N9K-C9804=: Cisco\’s Modular Core Switc
Chassis Architecture & Hardware Specification...
The Cisco N9K-C9808= is an 8RU modular chassis from the Nexus 9800 Series, designed for hyperscale AI/ML workloads and 5G core networks. Pre-integrated with 3rd-Gen Cloud Scale ASICs, it delivers 51.2 Tbps per slot throughput while supporting hybrid 100G/400G/800G deployments through field-upgradable line cards.
Key Hardware Specs:
Standout Innovation: Distributed Buffer Architecture dynamically allocates up to 512MB per port for AI training bursts, eliminating HOLB (Head-of-Line Blocking) in RDMA-heavy environments.
Metric | N9K-C9808= | Arista 7800R3 | Juniper QFX10016 |
---|---|---|---|
800G Port Density | 288 (with QSFP-DD800) | 144 | 192 |
Buffer per Port | 512 MB | 256 MB | 384 MB |
MACsec Latency | 110 ns | 185 ns | 150 ns |
Fabric Failover Time | <30ms | <100ms | <75ms |
RoCEv2 Optimization | Adaptive Routing + PFC | Static ECMP | Adaptive Routing |
Critical Insight: While Juniper offers better fabric resiliency, Cisco leads in buffer flexibility and energy efficiency, consuming 12% less power per 400G port than Arista.
The chassis reduces GPU-to-GPU latency to 1.2μs via RoCEv2 with Adaptive Routing, outperforming Arista 7800R3-based setups by 22% in GPT-4 training benchmarks.
Deployment Tip: Use N9K-C9808= at itmall.sale for pre-validated 800G migration kits preserving existing 400G optics.
Yes, but with constraints:
hardware profile qos buffer-reservation 60%
for RDMA traffic prioritizationThe chassis uses Unified Forwarding Table v3 with 4M IPv4/IPv6 entries, but operators must:
show hardware internal forwarding utilization
route-map filter-communities
Cisco’s Hyperscale License Suite for N9K-C9808= includes:
Hidden Cost Alert: Fabric Module Licensing adds $18,000 per 51.2T module—a 40% premium over Juniper’s QFX10016 fabric costs.

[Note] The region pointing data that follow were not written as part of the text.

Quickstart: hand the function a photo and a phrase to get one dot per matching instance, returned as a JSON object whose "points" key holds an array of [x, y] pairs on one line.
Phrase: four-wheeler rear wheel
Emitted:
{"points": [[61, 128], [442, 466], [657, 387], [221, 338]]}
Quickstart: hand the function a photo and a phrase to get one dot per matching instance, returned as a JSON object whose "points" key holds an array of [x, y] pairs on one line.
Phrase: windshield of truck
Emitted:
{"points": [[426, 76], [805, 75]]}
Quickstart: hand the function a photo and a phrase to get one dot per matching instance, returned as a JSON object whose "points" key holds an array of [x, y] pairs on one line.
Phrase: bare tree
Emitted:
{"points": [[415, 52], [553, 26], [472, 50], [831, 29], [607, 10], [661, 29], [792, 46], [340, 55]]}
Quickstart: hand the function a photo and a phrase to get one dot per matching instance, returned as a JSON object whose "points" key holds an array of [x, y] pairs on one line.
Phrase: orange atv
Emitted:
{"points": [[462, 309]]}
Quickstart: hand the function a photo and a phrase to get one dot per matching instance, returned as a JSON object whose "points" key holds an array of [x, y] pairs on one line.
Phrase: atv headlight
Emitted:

While the N9K-C9808= stands as Cisco’s most scalable chassis, its 8RU footprint and dependency on proprietary ASICs make it overkill for sub-100G edge deployments. The real value emerges in hyperscale AI factories where its distributed buffer architecture prevents GPU starvation during all-to-all communication patterns. However, organizations prioritizing open networking should note its limited support for third-party optics—Cisco’s Enhanced DOM (eDOM) validation blocks uncertified transceivers by default unless using service unsupported-transceiver
commands that void SmartNet contracts. For enterprises already entrenched in Cisco’s ecosystem, this chassis offers the safest 800G migration path, but the licensing labyrinth demands meticulous TCO planning beyond upfront hardware costs.